Market Close: Aug 25 Mixed
Aug 25th, 2015 by loren
Oil futures settled back above $39 a barrel on Tuesday, bouncing back from their lowest level in 6 ½ years, as China’s decision to cut interest rates gave the market an extra boost. Prices were already rising as U.S. and European markets surged, making up much of Monday’s rout. The People’s Bank of China said it cut interest rates and banks’ reserve requirement. The move underscored concerns about the slowdown in the world’s second-largest economy and major consumer of oil, but helped most global markets, including U.S. stocks, rebound.
West Texas Intermediate crude for October delivery climbed $1.07, or 2.8%, to settle at $39.31 a barrel on the New York Mercantile Exchange. October Brent crude on London’s ICE Futures exchange added 52 cents, or 1.2%, to $43.21 a barrel.

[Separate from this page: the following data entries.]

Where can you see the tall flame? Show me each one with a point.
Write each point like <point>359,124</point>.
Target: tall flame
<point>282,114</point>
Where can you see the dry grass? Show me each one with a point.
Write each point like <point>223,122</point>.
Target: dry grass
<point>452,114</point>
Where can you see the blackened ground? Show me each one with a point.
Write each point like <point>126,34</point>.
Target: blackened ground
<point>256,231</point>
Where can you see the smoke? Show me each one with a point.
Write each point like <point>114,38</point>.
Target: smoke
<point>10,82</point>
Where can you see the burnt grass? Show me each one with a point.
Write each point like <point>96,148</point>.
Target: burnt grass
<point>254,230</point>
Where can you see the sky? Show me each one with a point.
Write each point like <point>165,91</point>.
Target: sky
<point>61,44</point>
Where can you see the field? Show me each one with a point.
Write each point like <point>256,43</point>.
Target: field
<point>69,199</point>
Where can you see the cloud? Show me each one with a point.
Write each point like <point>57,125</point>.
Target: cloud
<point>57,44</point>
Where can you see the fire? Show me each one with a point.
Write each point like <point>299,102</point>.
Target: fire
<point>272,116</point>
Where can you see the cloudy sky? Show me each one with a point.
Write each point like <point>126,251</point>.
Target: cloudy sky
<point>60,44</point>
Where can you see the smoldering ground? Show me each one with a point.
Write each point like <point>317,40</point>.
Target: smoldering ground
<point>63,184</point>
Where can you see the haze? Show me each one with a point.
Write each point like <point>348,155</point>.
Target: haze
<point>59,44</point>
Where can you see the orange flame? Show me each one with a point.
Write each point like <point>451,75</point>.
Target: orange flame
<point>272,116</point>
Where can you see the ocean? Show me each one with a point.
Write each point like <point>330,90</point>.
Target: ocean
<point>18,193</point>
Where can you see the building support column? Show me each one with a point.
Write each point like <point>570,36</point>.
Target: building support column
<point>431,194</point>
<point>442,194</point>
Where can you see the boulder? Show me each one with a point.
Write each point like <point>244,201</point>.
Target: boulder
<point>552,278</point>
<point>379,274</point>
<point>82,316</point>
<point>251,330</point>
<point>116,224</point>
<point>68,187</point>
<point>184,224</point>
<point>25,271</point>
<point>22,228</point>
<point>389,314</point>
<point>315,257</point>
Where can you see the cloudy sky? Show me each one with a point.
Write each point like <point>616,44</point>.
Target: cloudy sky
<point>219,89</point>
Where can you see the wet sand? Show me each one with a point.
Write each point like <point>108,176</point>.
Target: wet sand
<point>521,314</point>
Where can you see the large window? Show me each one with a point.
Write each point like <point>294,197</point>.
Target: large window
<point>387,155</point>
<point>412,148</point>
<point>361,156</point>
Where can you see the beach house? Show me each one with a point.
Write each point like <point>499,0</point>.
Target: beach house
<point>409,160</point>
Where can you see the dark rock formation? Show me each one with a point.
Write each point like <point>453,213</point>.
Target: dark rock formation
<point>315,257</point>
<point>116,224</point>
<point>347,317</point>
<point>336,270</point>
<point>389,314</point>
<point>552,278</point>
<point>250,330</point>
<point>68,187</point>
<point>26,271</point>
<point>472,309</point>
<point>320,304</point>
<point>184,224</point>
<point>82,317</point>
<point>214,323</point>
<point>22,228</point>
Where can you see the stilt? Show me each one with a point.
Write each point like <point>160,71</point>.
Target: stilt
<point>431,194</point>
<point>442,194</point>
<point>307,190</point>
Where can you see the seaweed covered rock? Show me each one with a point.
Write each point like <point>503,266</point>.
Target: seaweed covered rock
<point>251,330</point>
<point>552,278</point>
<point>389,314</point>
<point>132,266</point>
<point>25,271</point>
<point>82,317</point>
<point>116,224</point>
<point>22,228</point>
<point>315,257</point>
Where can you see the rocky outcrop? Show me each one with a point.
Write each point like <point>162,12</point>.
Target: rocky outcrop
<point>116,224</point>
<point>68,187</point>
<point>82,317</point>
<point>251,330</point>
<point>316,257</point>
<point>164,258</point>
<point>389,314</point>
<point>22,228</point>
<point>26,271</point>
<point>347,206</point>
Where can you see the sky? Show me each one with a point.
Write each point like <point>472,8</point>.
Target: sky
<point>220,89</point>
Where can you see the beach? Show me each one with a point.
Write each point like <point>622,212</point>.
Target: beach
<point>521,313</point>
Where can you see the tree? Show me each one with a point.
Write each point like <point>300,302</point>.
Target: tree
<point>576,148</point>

Data issued last week showing a rise in U.S. oil drilling rigs has helped drive crude’s fall in recent days, but some analysts say that can’t continue forever, with oil now under $40. That could temper some fears about oversupply. As long as the price stays below the $40, it is likely that the rig count will drop, said Naeem Aslam, chief market analyst at AvaTrade, in a note Tuesday. “This will dent the U.S. shale-oil supply, and crude oil could see a bounce on the back of this in the next quarter or so.”
On Monday, WTI settled down 5.5% at $38.24 a barrel, the lowest level for a most-active contract since February 2009, as traders fretted over the prospects for global economic growth and energy demand. U.S. economic data Tuesday was upbeat, however, with a reading on August consumer confidence rising to its highest level since January. Traders will look to this week’s supply data for guidance on oil’s outlook. The American Petroleum Institute will release its petroleum supply report late Tuesday, while the U.S. Energy Information Administration’s data come out Wednesday. Analysts polled by Platts forecast an increase of 1.9 million barrels in crude inventories.
On Nymex, September gasoline ended down 3.2 cents, or 2.2%, to $1.439 a gallon, while September heating oil settled little changed at $1.395 a gallon. September natural gas tacked on 3.5 cents, or 1.3%, to $2.685 per million British thermal units. Oil and natural-gas traders kept watch on newly formed tropical storm Erika in the Atlantic for any risk of production to the Gulf of Mexico. Speculation over calls for an emergency Organization of the Petroleum Exporting Countries emerged Monday. Analysts have said that an OPEC cut in production would help stabilize the market, but Thomas Pugh, commodities economist at Capital Economics, said in a note Tuesday that OPEC is likely to “remain steadfast in its policy of maintaining high output.”